American Telephone & Telegraph Co. will reluctantly give up the name Bell but will continue to call itself AT&T after the scheduled Jan. 1 divestiture of the local telephone companies.
In place of the familiar bell-shaped insignia, the company will use the AT&T monogram and a blue and white globe as its corporate signal, said AT&T Chairman Charles L. Brown.
Brown said AT&T will not contest the July 8 decision by U.S. District Judge Harold Greene that the Bell name must be turned over to the seven regional operating companies that will be formed when the Bell system is split apart.
"The decks are clear for completing the divestiture," Brown proclaimed at a press conference announcing the decision on the names and the resolution of several other issues that potentially stood in the way of the Bell breakup.
Securities analysts and other AT&T watchers agreed that the company had resolved key questions about the breakup's timing. "The major stumbling block to divestiture occuring on Jan. 1 has been removed," said Edward M. Greenberg, an analyst with Sanford C. Bernstein & Co. That view helped push AT&T stock up $2, closing at $62 3/4 in heavy trading.
Brown told reporters the company will rename its American Bell Inc. subsidiary AT&T Information Systems; its long-distance operation, AT&T Communications, and its consumer products, AT&T Consumer Products. Only the Bell Telephone Laboratories and some overseas operations will retain the Bell name.
Brown called the loss of the name--a move meant by Judge Greene to avoid consumer confusion over the structure of the phone company--"very significant. There is no mark like the Bell mark anywhere in the world. It's very important and we're very sorry to lose it."

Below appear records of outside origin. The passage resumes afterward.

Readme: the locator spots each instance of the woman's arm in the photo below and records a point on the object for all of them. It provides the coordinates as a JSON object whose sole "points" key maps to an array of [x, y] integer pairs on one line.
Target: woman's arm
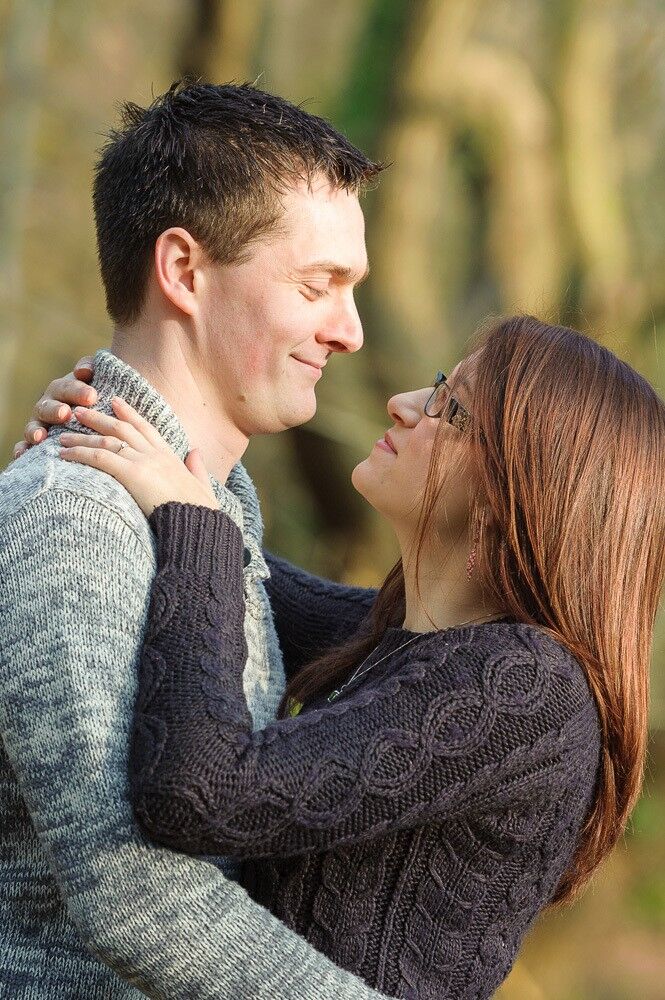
{"points": [[448, 739], [312, 615]]}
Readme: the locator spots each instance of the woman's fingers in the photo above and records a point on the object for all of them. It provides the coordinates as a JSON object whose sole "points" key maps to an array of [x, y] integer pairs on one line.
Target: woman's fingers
{"points": [[33, 433], [85, 368], [111, 427], [71, 439], [127, 413], [68, 390], [98, 458]]}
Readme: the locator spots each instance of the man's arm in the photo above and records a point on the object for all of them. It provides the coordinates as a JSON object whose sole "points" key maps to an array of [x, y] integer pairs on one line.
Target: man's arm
{"points": [[75, 585], [312, 615]]}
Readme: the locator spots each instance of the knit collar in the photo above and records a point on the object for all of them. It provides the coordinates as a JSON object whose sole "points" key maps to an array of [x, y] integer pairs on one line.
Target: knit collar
{"points": [[112, 377]]}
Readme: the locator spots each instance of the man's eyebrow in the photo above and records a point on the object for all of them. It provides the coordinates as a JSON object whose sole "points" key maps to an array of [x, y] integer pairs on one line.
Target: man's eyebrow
{"points": [[338, 271]]}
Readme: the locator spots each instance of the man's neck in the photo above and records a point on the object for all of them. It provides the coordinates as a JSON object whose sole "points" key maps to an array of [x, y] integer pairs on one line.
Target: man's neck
{"points": [[163, 364]]}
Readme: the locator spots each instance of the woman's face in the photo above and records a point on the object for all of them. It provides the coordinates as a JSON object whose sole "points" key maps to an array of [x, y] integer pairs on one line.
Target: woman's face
{"points": [[394, 475]]}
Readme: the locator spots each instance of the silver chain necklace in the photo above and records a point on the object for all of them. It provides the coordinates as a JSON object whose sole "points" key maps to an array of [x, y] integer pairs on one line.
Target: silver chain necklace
{"points": [[357, 672]]}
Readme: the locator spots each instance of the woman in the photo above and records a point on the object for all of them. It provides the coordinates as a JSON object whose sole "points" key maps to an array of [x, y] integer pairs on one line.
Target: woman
{"points": [[469, 751]]}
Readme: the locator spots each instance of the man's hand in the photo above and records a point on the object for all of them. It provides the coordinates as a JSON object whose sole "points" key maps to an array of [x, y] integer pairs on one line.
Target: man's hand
{"points": [[55, 406]]}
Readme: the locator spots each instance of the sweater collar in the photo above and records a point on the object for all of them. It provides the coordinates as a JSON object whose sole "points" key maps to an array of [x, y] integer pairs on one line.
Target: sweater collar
{"points": [[113, 377]]}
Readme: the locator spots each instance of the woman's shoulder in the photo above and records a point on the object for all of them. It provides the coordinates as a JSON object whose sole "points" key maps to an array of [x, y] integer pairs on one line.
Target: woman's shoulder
{"points": [[509, 660]]}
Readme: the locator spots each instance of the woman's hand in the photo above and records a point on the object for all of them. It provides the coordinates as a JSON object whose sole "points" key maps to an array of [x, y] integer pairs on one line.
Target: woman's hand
{"points": [[54, 407], [128, 448]]}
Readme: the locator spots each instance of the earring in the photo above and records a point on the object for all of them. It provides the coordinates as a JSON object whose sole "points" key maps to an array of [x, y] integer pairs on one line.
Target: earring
{"points": [[471, 561]]}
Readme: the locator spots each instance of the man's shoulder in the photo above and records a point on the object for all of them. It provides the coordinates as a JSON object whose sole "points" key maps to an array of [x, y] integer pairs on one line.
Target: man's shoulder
{"points": [[41, 488]]}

But a court fight over the name would have "added years of uncertainty" to the decade of controversy surrounding AT&T's future shape, he added.
The company will market itself as AT&T, though it will not legally adopt the initials as the company name.
The actions stem from the Jan. 8, 1982, agreement with the Justice Department to end an eight-year government antitrust suit against AT&T by spinning off the 22 local operating companies. Those firms are forming seven regional entities and will be free to use the Bell name if they choose.
In addition to resolving the name issue, AT&T also agreed to a proposal by Judge Greene to grant the regional companies rights to sublicense AT&T patents. The company also accepted modifications of Greene's order designed to make certain that AT&T fairly shares the cost of revamping the telephone network to ensure that competing long-distance companies are provided adequate connections to local phone systems.